TDNR without new operators or syntax changes

AntC anthony_clayden at clear.net.nz
Sun May 22 04:53:41 UTC 2016


> Bertram Felgenhauer <bertram.felgenhauer <at> googlemail.com> writes:
> ...
> I don't understand your conclusion.

Hi Bertram, I'm trying to tease out of Jeremy,
what he thinks his proposal amounts to.
Seeing as he's given very little clue so far.

So if I've arrived at an incorrect conclusion,
I want him to tell me where/what's gone wrong.

The point, I believe, although Jeremy's not said, is exactly as you say:

> Note that this has nothing to do with record fields at all, ...

So let's modify Jeremy's code snippet

> > > With syntaxless TDNR enabled, the last line could be:
> > > 
> > >     f b c = do { reset b; reset c }

to something that's nothing to do with record fields:

         f b c = do { print b; print c }

`print` is a bare name appearing in a function application context.
It therefore needs disambiguating.
It's type :: (Show a) => a -> IO ()
Are `f`s params of type `a`, or of type (Show a) => a ? 
No, they're String or Int or whatever.
Compile fail.

Now you might say `print` doesn't need disambiguating.
Why not? Jeremy hasn't said.
Perhaps Jeremy intends a rule:
If there's only one version of the function in scope, choose that.
If so, Jeremy hasn't said. "syntaxless TDNR" doesn't give me a clue.
I don't think TDNR intended such a rule.

Suppose I do Jeremy's job for him and presume such a rule.

OK then. Second example:
Suppose I don't like what's happening with the FTP library changes,
specifically not the generalisation of `length`. So I write my own

    import qualified Data.List as D
              -- note the qualified
    length :: [a] -> Int.     -- my version restricted to lists
    length = D.length

Now I use length in a bare name function application

    ... (length [1, 2, 3, 4, 5]) ...

Therefore length needs disambiguating.
a) the disambiguator can't match argument type [Int] to [a].
b) even if it could, `length` remains ambiguous
     between my definition and the import.
     (As it happens, they're the same, but can the disambiguator tell that?
      Jeremy hasn't said what he thinks the disambiguator can do.
      But this is way beyond the original TDNR proposal.)

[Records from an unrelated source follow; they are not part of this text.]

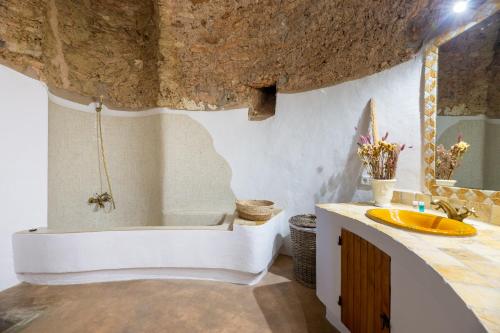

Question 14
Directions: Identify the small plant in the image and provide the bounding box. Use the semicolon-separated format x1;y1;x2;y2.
357;131;409;180
436;134;469;180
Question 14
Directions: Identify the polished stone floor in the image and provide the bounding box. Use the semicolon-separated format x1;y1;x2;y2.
0;255;337;333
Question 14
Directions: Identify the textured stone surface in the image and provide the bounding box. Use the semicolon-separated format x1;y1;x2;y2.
44;0;160;109
0;0;46;79
0;0;471;118
438;13;500;117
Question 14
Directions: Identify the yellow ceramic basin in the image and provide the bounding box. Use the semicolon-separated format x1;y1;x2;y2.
366;209;476;236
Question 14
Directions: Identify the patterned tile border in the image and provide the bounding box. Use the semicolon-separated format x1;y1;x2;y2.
423;1;500;207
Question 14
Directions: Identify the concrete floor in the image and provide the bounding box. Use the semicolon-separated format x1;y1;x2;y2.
0;256;337;333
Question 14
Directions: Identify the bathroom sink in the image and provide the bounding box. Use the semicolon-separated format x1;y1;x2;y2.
366;209;476;236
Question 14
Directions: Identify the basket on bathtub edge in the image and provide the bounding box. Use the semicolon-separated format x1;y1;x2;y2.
235;200;275;221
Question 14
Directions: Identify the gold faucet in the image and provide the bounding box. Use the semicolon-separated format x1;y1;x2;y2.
431;199;477;222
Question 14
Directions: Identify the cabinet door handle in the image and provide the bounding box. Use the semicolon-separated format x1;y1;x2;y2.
380;312;390;330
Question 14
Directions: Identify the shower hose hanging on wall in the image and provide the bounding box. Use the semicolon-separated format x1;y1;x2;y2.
88;96;116;211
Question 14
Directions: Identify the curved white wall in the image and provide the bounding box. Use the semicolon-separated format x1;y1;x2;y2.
189;55;423;212
46;54;424;251
1;52;425;289
186;55;424;251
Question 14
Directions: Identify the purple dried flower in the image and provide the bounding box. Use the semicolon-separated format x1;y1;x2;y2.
382;132;389;141
457;132;463;143
359;135;372;145
400;144;406;151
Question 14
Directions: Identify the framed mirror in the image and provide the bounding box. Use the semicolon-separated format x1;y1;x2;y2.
423;2;500;205
436;12;499;191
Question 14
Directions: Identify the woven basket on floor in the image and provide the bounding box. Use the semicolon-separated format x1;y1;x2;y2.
289;214;317;288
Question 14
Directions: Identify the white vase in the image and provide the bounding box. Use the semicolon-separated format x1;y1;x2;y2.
436;179;457;187
371;179;397;207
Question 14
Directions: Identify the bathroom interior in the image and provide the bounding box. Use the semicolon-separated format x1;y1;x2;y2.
0;0;499;332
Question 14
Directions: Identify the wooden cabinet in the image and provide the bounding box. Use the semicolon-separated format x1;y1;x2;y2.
340;229;391;333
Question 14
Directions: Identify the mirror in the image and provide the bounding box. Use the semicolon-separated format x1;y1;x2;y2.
436;12;499;191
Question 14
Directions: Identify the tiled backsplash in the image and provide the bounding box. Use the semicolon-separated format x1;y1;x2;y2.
392;190;500;226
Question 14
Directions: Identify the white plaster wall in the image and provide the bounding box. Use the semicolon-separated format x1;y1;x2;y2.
0;65;48;291
46;55;423;252
187;55;423;250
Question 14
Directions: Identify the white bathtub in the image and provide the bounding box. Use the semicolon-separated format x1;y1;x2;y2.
13;211;286;285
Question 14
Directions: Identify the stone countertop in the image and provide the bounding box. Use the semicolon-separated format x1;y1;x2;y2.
316;202;500;333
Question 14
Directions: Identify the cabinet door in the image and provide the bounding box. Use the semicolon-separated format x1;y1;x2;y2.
341;229;391;333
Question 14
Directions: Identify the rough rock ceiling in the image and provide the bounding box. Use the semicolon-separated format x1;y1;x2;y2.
438;12;500;118
0;0;477;119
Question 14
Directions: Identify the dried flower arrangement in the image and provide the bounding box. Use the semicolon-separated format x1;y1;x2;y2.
436;134;470;180
357;131;409;180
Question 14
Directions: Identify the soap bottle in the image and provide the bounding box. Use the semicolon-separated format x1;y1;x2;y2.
412;201;425;212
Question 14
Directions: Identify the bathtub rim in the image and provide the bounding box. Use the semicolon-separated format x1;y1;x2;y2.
19;209;283;234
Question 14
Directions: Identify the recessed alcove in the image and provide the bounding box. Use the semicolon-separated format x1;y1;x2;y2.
249;84;277;121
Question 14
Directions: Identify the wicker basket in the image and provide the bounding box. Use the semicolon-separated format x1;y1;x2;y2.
236;200;274;221
289;214;317;288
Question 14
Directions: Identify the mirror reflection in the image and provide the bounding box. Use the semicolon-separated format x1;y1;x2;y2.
436;13;499;191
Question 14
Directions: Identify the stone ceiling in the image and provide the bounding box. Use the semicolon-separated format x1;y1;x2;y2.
0;0;479;119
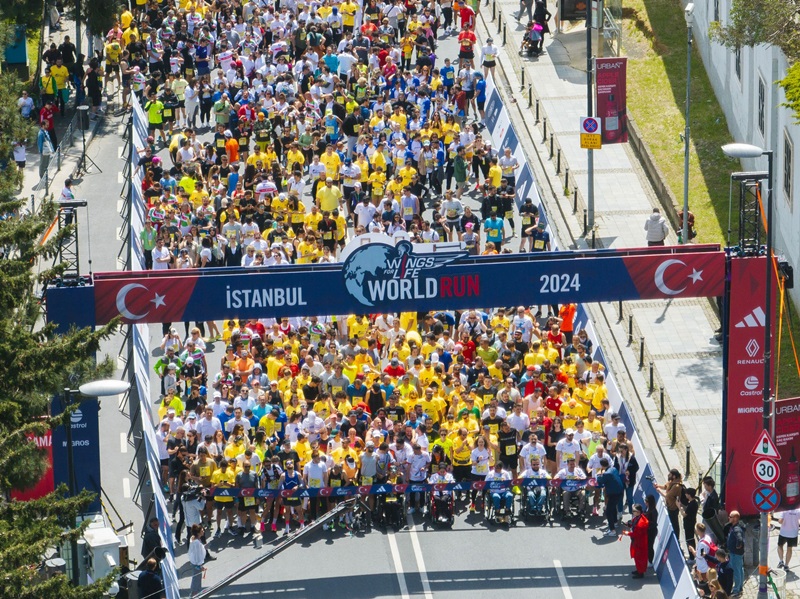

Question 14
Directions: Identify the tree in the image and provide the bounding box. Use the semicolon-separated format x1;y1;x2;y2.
0;24;120;599
82;0;124;41
710;0;800;121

> Jeremy's proposal, I believe, is that the compiler should pick /the/
> possibility that type-checks ..

Well you're guessing what is the proposal, as much as I am.
In both the examples above, neither type checks.
(Or arguably both do if we allow polymorphic type checking.
 But should that allow both paramteric and ad-hoc polymorphic?
 Polymorphic checking is too generous for the way TDNR was spec'd.)

> Note that this has nothing to do with record fields at all,
> except that they give rise to a compelling use case.
> 

So the compelling use case has given us ORF Part 1 in GHC 8.0.
That has a clear antecedent in TDNR. But, pace your note,
it applies _only_ for record fields.
If you look at the implementation notes,
the functions derived from field labels
are specially flagged.
So disambiguation applies only to them,
not in general to bare function names.

> (I'm not endorsing the proposal, ...

Quite.

> ... just trying to clarify what it is.)
> 

Quite.

And since 8.0 is officially released as of this weekend,
I rather think "syntaxless TDNR", whatever it is/was, is stillborn.